Asking for It: Question-Answering for Predicting Rule Infractions in Online Content Moderation

Authors

  • Mattia Samory Sapienza University of Rome
  • Diana Pamfile Sapienza University of Rome
  • Andrew To Drexel University
  • Shruti Phadke Drexel University

DOI:

https://doi.org/10.1609/icwsm.v20i1.42734

Abstract

Online communities rely on a mix of platform policies and community-authored rules to define acceptable behavior and maintain order. However, these rules vary widely across communities, evolve over time, and are enforced inconsistently—posing challenges for transparency, governance, and automation.

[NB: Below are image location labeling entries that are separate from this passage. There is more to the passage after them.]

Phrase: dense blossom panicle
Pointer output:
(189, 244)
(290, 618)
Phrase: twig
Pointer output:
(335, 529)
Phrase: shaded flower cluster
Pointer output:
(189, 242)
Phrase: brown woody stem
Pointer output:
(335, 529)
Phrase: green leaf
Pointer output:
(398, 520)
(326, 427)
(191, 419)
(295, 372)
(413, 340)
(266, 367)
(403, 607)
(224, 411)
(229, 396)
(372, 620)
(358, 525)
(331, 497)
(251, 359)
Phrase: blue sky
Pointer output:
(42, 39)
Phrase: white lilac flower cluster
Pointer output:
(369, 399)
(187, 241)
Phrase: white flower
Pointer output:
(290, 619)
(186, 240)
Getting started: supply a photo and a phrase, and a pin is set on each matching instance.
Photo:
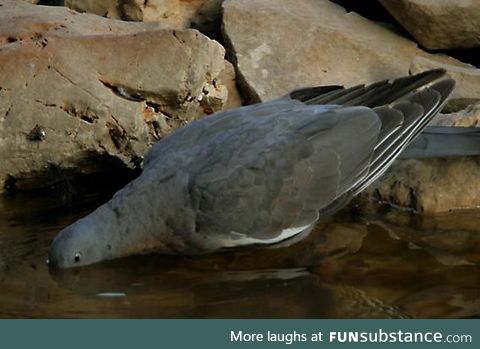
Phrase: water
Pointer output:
(396, 265)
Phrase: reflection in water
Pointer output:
(399, 266)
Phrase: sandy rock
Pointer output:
(469, 117)
(439, 24)
(75, 88)
(430, 186)
(280, 45)
(467, 89)
(204, 15)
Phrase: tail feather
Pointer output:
(405, 106)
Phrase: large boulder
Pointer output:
(280, 45)
(439, 24)
(204, 15)
(430, 185)
(76, 88)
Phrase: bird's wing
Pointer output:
(404, 105)
(273, 175)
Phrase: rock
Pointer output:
(467, 90)
(76, 87)
(469, 117)
(452, 238)
(439, 24)
(279, 46)
(204, 15)
(430, 186)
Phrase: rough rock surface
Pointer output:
(469, 117)
(467, 88)
(439, 24)
(430, 186)
(204, 15)
(77, 87)
(280, 45)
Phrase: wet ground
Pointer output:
(394, 265)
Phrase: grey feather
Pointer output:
(261, 174)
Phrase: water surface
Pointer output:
(394, 265)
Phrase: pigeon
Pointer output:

In this paper, we model the relationship between rules and their enforcement at scale, introducing ModQ, a novel question-answering framework for rule-sensitive content moderation. Unlike prior classification or generation-based approaches, ModQ conditions on the full set of community rules at inference time and identifies which rule best applies to a given comment. We implement two model variants—extractive and multiple-choice QA—and train them on large-scale datasets from Reddit and Lemmy, the latter of which we construct from publicly available moderation logs and rule descriptions. Both models outperform state-of-the-art baselines in identifying moderation-relevant rule violations, while remaining lightweight and interpretable. Notably, ModQ models generalize effectively to unseen communities and rules, supporting low-resource moderation settings and dynamic governance environments.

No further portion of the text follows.